The cryptocurrency market witnessed another sharp sell-off as Bitcoin dropped under the critical $117,000 mark, dragging major altcoins lower. Ethereum also slipped, touching $4,400, as risk sentiment weakened across global markets.
Bitcoin’s fall triggered heavy losses for firms holding large digital asset reserves. Publicly traded treasury companies and crypto-focused funds saw their valuations contract, reflecting growing concerns over volatility. Analysts note that corporate treasuries exposed to Bitcoin are especially vulnerable when price action breaks major support levels.
Ethereum, the second-largest digital asset, followed Bitcoin’s decline. Traders point to slowing momentum in decentralized finance activity and profit-taking after recent rallies. With ETH holding just above $4,400, market watchers are monitoring whether buyers can defend this key zone. A further slide could pressure decentralized applications and token projects that rely on strong Ethereum network activity.

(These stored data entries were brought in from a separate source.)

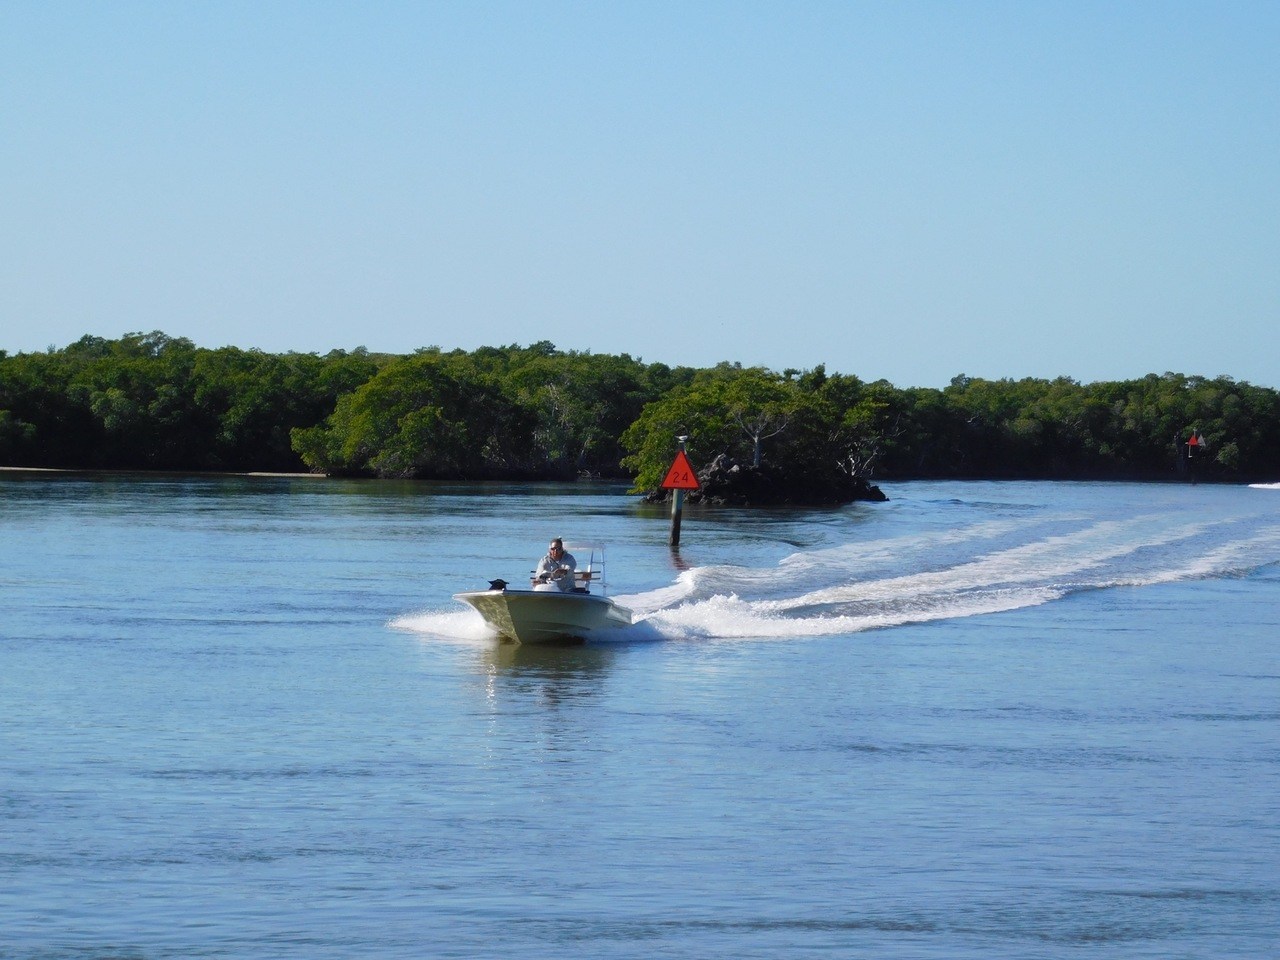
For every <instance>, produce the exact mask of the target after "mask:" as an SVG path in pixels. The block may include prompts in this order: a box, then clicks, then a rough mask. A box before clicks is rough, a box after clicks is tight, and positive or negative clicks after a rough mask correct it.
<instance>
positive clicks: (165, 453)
mask: <svg viewBox="0 0 1280 960" xmlns="http://www.w3.org/2000/svg"><path fill="white" fill-rule="evenodd" d="M378 364H379V361H378V360H375V358H374V357H370V356H369V355H367V353H366V352H365V351H362V349H360V351H355V352H352V353H346V352H343V351H335V352H333V353H329V355H326V356H324V357H317V356H315V355H310V353H284V355H271V353H262V352H260V351H244V349H238V348H236V347H223V348H220V349H202V348H197V347H196V346H195V344H193V343H192V342H191V340H187V339H182V338H170V337H165V335H164V334H161V333H151V334H141V333H136V334H127V335H125V337H123V338H120V339H118V340H106V339H102V338H100V337H83V338H81V339H79V340H77V342H76V343H73V344H70V346H69V347H67V348H65V349H50V351H47V352H44V353H18V355H14V356H6V355H4V353H0V465H9V466H12V465H20V466H45V467H91V468H145V470H268V471H270V470H297V468H300V467H301V461H300V460H298V456H297V453H296V452H294V451H293V448H292V439H291V436H289V430H291V429H292V428H294V426H310V425H312V424H315V422H316V421H319V420H320V419H323V417H324V416H326V415H328V413H329V412H330V411H332V410H333V408H334V404H335V403H337V402H338V398H339V397H343V396H346V394H347V393H349V392H351V390H353V389H355V388H356V387H358V385H360V384H362V383H364V381H366V380H367V379H369V378H370V376H372V375H374V372H375V370H376V369H378Z"/></svg>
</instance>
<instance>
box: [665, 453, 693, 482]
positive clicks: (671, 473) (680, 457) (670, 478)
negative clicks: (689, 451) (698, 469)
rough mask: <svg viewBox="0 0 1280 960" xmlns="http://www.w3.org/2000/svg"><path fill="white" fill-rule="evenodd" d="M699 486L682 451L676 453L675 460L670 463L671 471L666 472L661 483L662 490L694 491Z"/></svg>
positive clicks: (684, 453) (691, 465)
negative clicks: (664, 476)
mask: <svg viewBox="0 0 1280 960" xmlns="http://www.w3.org/2000/svg"><path fill="white" fill-rule="evenodd" d="M699 486H700V484H699V483H698V475H696V474H694V467H692V465H691V463H690V462H689V457H686V456H685V452H684V451H677V452H676V460H675V461H673V462H672V465H671V470H668V471H667V476H666V477H664V479H663V481H662V489H663V490H696V489H698V488H699Z"/></svg>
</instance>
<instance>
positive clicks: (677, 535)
mask: <svg viewBox="0 0 1280 960" xmlns="http://www.w3.org/2000/svg"><path fill="white" fill-rule="evenodd" d="M687 439H689V438H687V436H677V438H676V442H677V443H678V444H680V449H678V451H676V460H675V461H672V465H671V470H668V471H667V476H666V477H664V479H663V481H662V489H664V490H671V492H672V497H671V538H669V540H668V543H669V544H671V545H672V547H680V520H681V515H682V513H684V509H685V490H696V489H698V486H699V483H698V475H696V474H695V472H694V467H692V465H691V463H690V462H689V457H687V456H685V442H686V440H687Z"/></svg>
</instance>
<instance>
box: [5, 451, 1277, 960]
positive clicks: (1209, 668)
mask: <svg viewBox="0 0 1280 960" xmlns="http://www.w3.org/2000/svg"><path fill="white" fill-rule="evenodd" d="M887 492H888V493H890V495H891V497H892V500H891V502H890V503H886V504H877V506H872V504H855V506H851V507H847V508H844V509H833V511H817V512H763V513H744V512H735V511H724V512H716V513H699V512H696V511H689V512H686V517H685V525H684V541H685V543H684V547H682V549H681V550H680V553H678V554H673V553H672V552H671V550H669V549H668V548H667V545H666V538H667V518H666V516H664V515H663V513H662V512H660V511H654V509H652V508H645V507H643V506H640V504H637V503H636V502H635V500H634V499H632V498H628V497H626V495H623V493H622V490H621V488H614V486H590V485H572V486H554V485H552V486H532V488H530V486H518V488H516V486H500V485H495V486H461V485H460V486H431V485H416V484H372V483H370V484H360V483H339V481H323V480H308V479H268V477H124V476H82V475H76V476H72V475H36V474H8V475H0V590H3V596H4V617H3V620H0V957H5V959H6V960H8V959H10V957H12V959H14V960H29V959H35V957H41V959H44V957H67V956H72V957H104V959H105V957H114V959H118V960H120V959H134V957H137V959H140V960H141V959H151V957H246V959H247V957H321V959H323V957H352V956H362V957H364V956H369V957H422V956H442V957H479V956H518V957H576V956H581V957H602V956H608V957H654V956H663V957H709V956H717V957H721V956H722V957H846V956H847V957H863V956H865V957H948V959H955V957H984V959H986V957H993V956H1000V957H1083V956H1088V957H1161V959H1169V957H1274V956H1276V955H1277V947H1276V943H1277V942H1280V655H1277V646H1276V636H1277V630H1276V622H1277V618H1280V617H1277V614H1280V492H1277V490H1252V489H1247V488H1220V486H1194V488H1192V486H1137V485H1092V484H945V483H913V484H897V485H891V486H890V489H888V490H887ZM553 535H562V536H564V538H566V539H594V540H603V541H607V543H608V559H609V568H608V572H609V582H611V588H612V593H614V594H616V595H618V596H620V598H623V599H625V602H626V603H627V604H628V605H631V607H632V608H635V609H636V612H637V614H639V616H640V617H641V622H640V623H639V625H637V626H636V627H634V628H631V630H630V631H626V632H623V634H620V635H614V636H609V637H604V639H602V640H599V641H594V643H591V644H588V645H585V646H579V648H566V649H531V648H518V646H509V645H499V644H497V643H495V641H494V640H493V639H492V637H488V636H486V635H485V631H484V627H483V623H480V621H479V618H477V617H476V616H475V614H474V613H471V612H470V611H467V609H465V608H462V607H461V605H458V604H454V603H453V602H452V600H451V599H449V595H451V594H453V593H456V591H458V590H465V589H475V588H477V586H484V584H485V581H486V580H489V579H493V577H498V576H502V577H504V579H508V580H518V579H520V577H521V576H524V573H525V571H527V570H529V568H530V567H531V566H532V564H534V562H535V561H536V558H538V557H539V556H540V554H541V550H543V548H544V547H545V543H547V539H548V538H549V536H553Z"/></svg>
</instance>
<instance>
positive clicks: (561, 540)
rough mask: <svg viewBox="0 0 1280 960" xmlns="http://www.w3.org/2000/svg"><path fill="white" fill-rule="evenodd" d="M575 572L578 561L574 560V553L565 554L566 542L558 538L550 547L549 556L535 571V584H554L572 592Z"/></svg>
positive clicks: (561, 589)
mask: <svg viewBox="0 0 1280 960" xmlns="http://www.w3.org/2000/svg"><path fill="white" fill-rule="evenodd" d="M575 570H577V561H576V559H573V554H572V553H566V552H564V541H563V540H561V538H558V536H557V538H556V539H554V540H552V541H550V545H548V548H547V556H545V557H543V558H541V559H540V561H538V570H535V571H534V582H535V584H547V582H553V584H556V585H557V586H558V588H559V589H561V590H572V589H573V571H575Z"/></svg>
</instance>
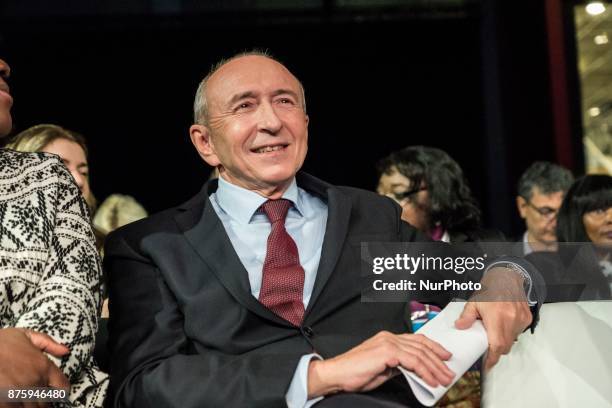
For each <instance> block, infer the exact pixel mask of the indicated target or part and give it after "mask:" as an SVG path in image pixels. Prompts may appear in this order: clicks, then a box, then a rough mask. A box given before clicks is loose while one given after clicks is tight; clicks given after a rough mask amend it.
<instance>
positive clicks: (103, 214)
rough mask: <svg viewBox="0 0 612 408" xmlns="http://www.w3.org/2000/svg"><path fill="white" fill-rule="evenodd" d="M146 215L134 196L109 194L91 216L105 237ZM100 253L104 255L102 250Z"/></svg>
mask: <svg viewBox="0 0 612 408" xmlns="http://www.w3.org/2000/svg"><path fill="white" fill-rule="evenodd" d="M147 215H148V214H147V210H145V208H144V207H143V206H142V205H141V204H140V203H139V202H138V201H136V199H134V197H132V196H129V195H124V194H111V195H110V196H108V197H107V198H106V200H104V201H103V202H102V204H100V207H98V210H97V211H96V214H95V215H94V217H93V225H94V228H95V230H96V231H98V232H99V233H100V234H102V236H103V237H106V236H107V235H108V234H109V233H110V232H112V231H114V230H116V229H117V228H119V227H123V226H124V225H127V224H129V223H131V222H134V221H138V220H140V219H143V218H146V217H147ZM102 255H104V252H103V251H102ZM102 317H103V318H107V317H108V298H107V297H106V296H105V297H104V303H103V305H102Z"/></svg>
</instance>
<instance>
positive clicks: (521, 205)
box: [516, 196, 527, 219]
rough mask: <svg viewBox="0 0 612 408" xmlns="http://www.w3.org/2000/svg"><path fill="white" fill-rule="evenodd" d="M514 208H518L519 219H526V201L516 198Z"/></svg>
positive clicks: (524, 200)
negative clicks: (520, 218)
mask: <svg viewBox="0 0 612 408" xmlns="http://www.w3.org/2000/svg"><path fill="white" fill-rule="evenodd" d="M516 208H518V210H519V214H520V215H521V218H523V219H525V218H527V201H525V199H524V198H523V197H521V196H517V197H516Z"/></svg>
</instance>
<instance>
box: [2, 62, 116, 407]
mask: <svg viewBox="0 0 612 408" xmlns="http://www.w3.org/2000/svg"><path fill="white" fill-rule="evenodd" d="M7 76H8V65H7V64H6V63H5V62H4V61H2V60H0V136H4V135H6V133H8V131H9V130H10V128H11V118H10V112H9V109H10V107H11V105H12V99H11V97H10V95H9V91H8V86H7V85H6V82H5V81H4V78H5V77H7ZM100 277H101V272H100V261H99V257H98V253H97V250H96V247H95V242H94V237H93V234H92V230H91V226H90V223H89V215H88V209H87V205H86V203H85V201H84V200H83V198H82V196H81V194H80V192H79V189H78V187H77V186H76V184H75V182H74V180H73V178H72V176H71V175H70V173H69V172H68V170H67V169H66V168H65V167H64V166H63V164H62V163H61V161H60V159H59V158H58V157H57V156H54V155H49V154H44V153H18V152H14V151H11V150H7V149H0V387H4V388H7V387H11V388H19V387H20V388H26V387H33V386H62V385H64V386H65V385H67V383H66V382H65V380H66V379H67V380H68V381H69V382H70V384H71V386H70V402H71V403H72V405H73V406H75V407H101V406H102V405H103V401H104V397H105V393H106V387H107V382H108V378H107V375H106V374H105V373H103V372H101V371H100V370H99V369H98V368H97V367H96V366H95V364H94V362H93V359H92V356H91V353H92V350H93V347H94V341H95V336H96V331H97V324H98V323H97V316H98V314H99V311H100V307H101V305H100V302H101V300H100V298H101V294H100ZM28 340H29V342H28ZM62 345H64V346H65V347H67V350H66V349H65V347H64V346H62ZM43 352H46V353H43ZM45 355H46V356H47V357H49V359H50V360H51V361H52V362H53V363H54V364H50V363H49V360H48V359H47V358H46V357H45ZM40 356H42V358H41V357H40ZM55 366H57V367H59V369H60V370H61V372H59V370H57V367H55ZM62 372H63V374H64V375H65V377H64V376H63V375H62ZM0 406H2V403H1V402H0Z"/></svg>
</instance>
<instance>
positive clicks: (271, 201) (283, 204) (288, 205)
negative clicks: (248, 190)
mask: <svg viewBox="0 0 612 408" xmlns="http://www.w3.org/2000/svg"><path fill="white" fill-rule="evenodd" d="M289 207H291V201H289V200H285V199H284V198H281V199H280V200H268V201H266V202H265V203H263V204H262V205H261V209H262V210H263V212H264V213H266V215H267V216H268V219H269V220H270V223H272V224H274V223H275V222H276V221H280V220H282V221H284V220H285V218H286V217H287V211H289ZM283 224H284V222H283Z"/></svg>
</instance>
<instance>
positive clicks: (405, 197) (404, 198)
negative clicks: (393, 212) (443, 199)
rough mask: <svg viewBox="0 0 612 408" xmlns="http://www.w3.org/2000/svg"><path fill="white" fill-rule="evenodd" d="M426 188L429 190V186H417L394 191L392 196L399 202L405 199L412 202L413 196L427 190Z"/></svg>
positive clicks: (406, 200) (405, 199)
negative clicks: (425, 190)
mask: <svg viewBox="0 0 612 408" xmlns="http://www.w3.org/2000/svg"><path fill="white" fill-rule="evenodd" d="M425 190H427V187H417V188H413V189H411V190H408V191H404V192H403V193H394V194H391V195H390V196H391V198H393V199H394V200H395V201H397V202H398V203H399V204H401V203H403V202H404V201H406V202H410V201H411V200H412V196H414V195H415V194H417V193H418V192H420V191H425Z"/></svg>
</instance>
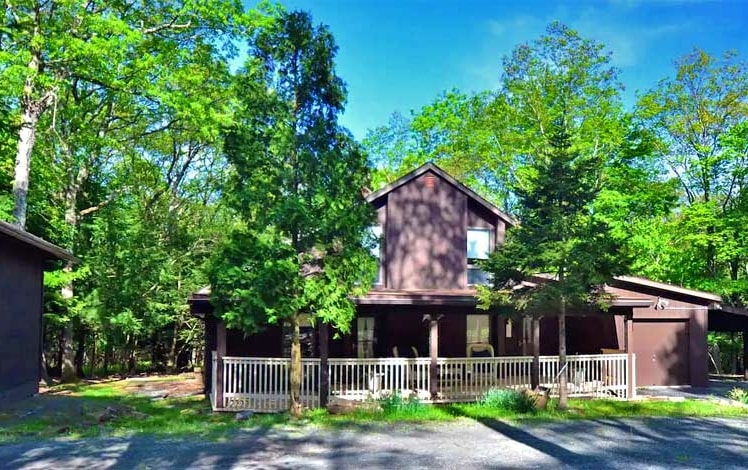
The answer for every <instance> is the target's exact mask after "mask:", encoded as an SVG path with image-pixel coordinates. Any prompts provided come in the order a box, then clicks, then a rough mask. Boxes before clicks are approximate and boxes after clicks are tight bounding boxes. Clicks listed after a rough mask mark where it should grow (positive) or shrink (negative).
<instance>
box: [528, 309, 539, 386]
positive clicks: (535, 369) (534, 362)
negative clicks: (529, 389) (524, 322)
mask: <svg viewBox="0 0 748 470" xmlns="http://www.w3.org/2000/svg"><path fill="white" fill-rule="evenodd" d="M530 383H531V387H532V389H533V390H537V389H538V387H540V318H538V317H536V316H533V317H532V370H531V371H530Z"/></svg>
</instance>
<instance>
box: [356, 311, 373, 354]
mask: <svg viewBox="0 0 748 470" xmlns="http://www.w3.org/2000/svg"><path fill="white" fill-rule="evenodd" d="M356 326H357V330H358V332H357V335H356V336H357V338H356V339H357V347H356V349H357V350H358V351H357V352H358V357H359V358H367V357H374V317H359V318H357V319H356Z"/></svg>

Market experts suggest that the decline is tied to broader macroeconomic conditions. Rising bond yields, persistent inflation data, and speculation about central bank tightening have reduced investor appetite for risk assets. This shift has pushed many institutional players to trim exposure to volatile digital assets.
Despite the pullback, long-term bulls argue that adoption remains strong. Bitcoin’s role as a treasury reserve asset is still gaining traction among corporations, and Ethereum continues to lead in smart contract applications. However, near-term price action may remain choppy as traders weigh macro uncertainty against long-term blockchain growth.
For now, crypto investors are watching the $115,000 zone on Bitcoin and the $4,200 level on Ethereum as crucial supports. A decisive break below could spark deeper liquidations, while a rebound may restore confidence in the ongoing digital asset cycle.